The 2019 proposed payment rates increase by 2.1% ($400 million)
The 2019 rural add-on amount depends on whether the home health agency is in a frontier area or a high utilization area –– 234 counties are considered frontier where the add-on will increase to 4%; 510 counties are high utilization where the add-on will drop to 2%; the remaining 1,162 counties will get 3% (High utilization counties in Florida include Bradford, Columbia, De Soto, Dixie, Glades, Hamilton, Hardee, Hendry, Holmes, Lafayette, Levy, Liberty, Okeechobee, Putnam, Suwannee, and Union)

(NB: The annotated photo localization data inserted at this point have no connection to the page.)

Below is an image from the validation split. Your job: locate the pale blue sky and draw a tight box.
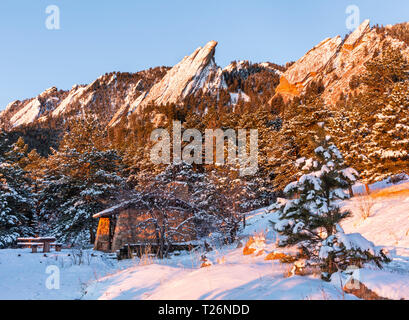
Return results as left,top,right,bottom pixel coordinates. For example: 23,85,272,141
0,0,409,110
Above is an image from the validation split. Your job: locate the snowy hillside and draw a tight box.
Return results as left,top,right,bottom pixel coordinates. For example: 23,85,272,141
0,184,409,300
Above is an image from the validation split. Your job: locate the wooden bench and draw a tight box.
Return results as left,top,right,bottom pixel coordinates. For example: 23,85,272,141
17,237,57,253
17,242,43,253
50,243,62,252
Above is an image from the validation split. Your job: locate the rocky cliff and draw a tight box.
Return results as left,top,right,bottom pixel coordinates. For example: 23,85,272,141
276,20,409,105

Outlier eligibility will be slightly tightened with the Fixed Dollar Loss ration dropping to 0.51% from 0.55%
Low Utilization Payment Adjustment (LUPA) stays the same
CMS proposes a new payment model that looks a lot like the previously-proposed and withdrawn Home Health Groupings Model (HHGM):
Transition to 30-day payment units;
Therapy thresholds gone;
Case mix adjustment model with 216 categories using measures such as “early” or “late” time period, institutional discharge or community admission, three functional levels, and a comorbidity adjustment;
-6.42% behavioral adjustment to base rates for diagnosis coding and visit volume changes;
Budget-neutral rate setting except for the behavioral adjustment (the proposed 30-day payment unit increases to $1,873.91 from the 2017 HHGM proposal at just over $1,600);
Combined care and non-routine medical supplies;
30-day LUPA ranging from two to seven visits depending on case mix category;
Possible end to Request for Anticipated Payment (RAP);
New home infusion therapy benefit, as created by the 21st Century Cures Act;
Elimination of requirement that the certifying physician specifically state how much longer care would be needed;
Permit the incorporation of home health agency records into the physician record, including through the use of the Plan of Care;
Home Health Value-Based Purchasing demonstration refinements; and,
The 600-page proposal includes refinements to the Home Health Value-Based Purchasing Demonstration and OASIS. If implemented as proposed, PDGM would go into effect on or after January 1, 2020. CMS is accepting comments until 5:00 p.m. ET on August 31, 2018.
When commenting, please reference the document identifier or OMB control number CMS-1689-P. To be assured consideration, comments and recommendations must be submitted in any one of the following ways:
Electronically. You may send your comments electronically here.
By regular mail. You may mail written comments to the following address: Centers for Medicare & Medicaid Services, Office of Strategic Operations and Regulatory Affairs, Division of Regulations Development, Attention: Document Identifier/OMB Control Number CMS-1689-P, Room C4-26-05, 7500 Security Boulevard, Baltimore, MD 21244-1850.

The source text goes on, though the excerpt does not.